The Nominating Committee does not have a formal policy regarding the consideration of diversity in identifying director candidates. For
a discussion of experiences, qualifications, attributes, or skills supporting the appropriateness of each Director’s service on
the Fund’s Board, see the biographical information of the Directors above in the section entitled “Information about Directors
and Officers.”
The
Board of Directors adopted a Nominating Committee charter on May 12, 2004, and amended the charter on November 17, 2004. The charter is
available in the Closed-End Funds – Corporate Governance Section on the Fund’s website at www.gabelli.com/funds/closed-end-funds/corporate-governance/.
Other
Board Related Matters
The
Board of Directors has established the following procedures in order to facilitate communications among the Board and the stockholders
of the Fund and other interested parties.
Receipt
of Communications
Stockholders
and other interested parties may contact the Board or any member of the Board by mail or electronically. To communicate with the Board
or any member of the Board, correspondence should be addressed to the Board or the Board member(s) with whom you wish to communicate either
by name or title. All such correspondence should be sent to The Gabelli Multimedia Trust Inc., c/o Gabelli Funds, LLC, One Corporate Center,
Rye, NY 10580-1422. Stockholders wishing to communicate electronically with the Board of Directors may do so by sending an email
to closedend@gabelli.com.
Forwarding
the Communications
All
communications received will be opened by the office of the General Counsel of the Adviser for the sole purpose of determining whether
the contents represent a message to one or more Directors.
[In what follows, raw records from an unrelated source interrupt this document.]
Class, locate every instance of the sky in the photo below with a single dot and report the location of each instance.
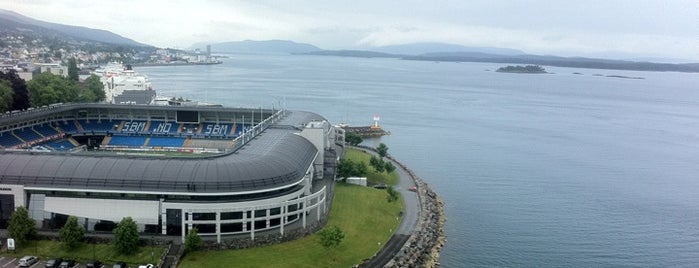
(604, 28)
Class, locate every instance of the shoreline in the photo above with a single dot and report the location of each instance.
(424, 245)
(174, 64)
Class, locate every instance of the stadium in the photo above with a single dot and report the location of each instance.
(222, 170)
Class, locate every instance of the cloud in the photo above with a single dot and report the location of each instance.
(642, 26)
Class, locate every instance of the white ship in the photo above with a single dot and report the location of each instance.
(122, 85)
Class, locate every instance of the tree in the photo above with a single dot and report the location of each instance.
(48, 88)
(192, 241)
(19, 86)
(330, 236)
(353, 138)
(345, 168)
(94, 84)
(389, 167)
(6, 96)
(73, 70)
(393, 195)
(71, 234)
(126, 237)
(376, 163)
(382, 150)
(21, 226)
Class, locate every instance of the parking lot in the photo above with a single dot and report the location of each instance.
(11, 262)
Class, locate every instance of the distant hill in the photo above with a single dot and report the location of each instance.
(575, 62)
(260, 47)
(20, 22)
(423, 48)
(351, 53)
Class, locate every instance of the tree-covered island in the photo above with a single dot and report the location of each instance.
(528, 69)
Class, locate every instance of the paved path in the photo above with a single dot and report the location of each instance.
(411, 213)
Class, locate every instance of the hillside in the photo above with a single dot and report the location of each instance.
(13, 22)
(260, 47)
(423, 48)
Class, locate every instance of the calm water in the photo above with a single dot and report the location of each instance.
(557, 170)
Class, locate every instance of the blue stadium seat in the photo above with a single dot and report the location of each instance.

The office of the General Counsel will forward promptly to the addressee(s)
any contents that relate to the Fund and that are not in the nature of advertising, promotions of a product or service, or patently offensive
or otherwise objectionable material. In the case of communications to the Board of Directors or any committee or group of members of the
Board, the General Counsel’s office will make sufficient copies of the contents to send to each Director who is a member of the
group or committee to which the envelope or e-mail is addressed.
The
Fund does not expect Directors or nominees for election as Director to attend the Meeting. No Director or nominee for election as Director
attended the Fund’s annual meeting of stockholders held on May 12, 2025.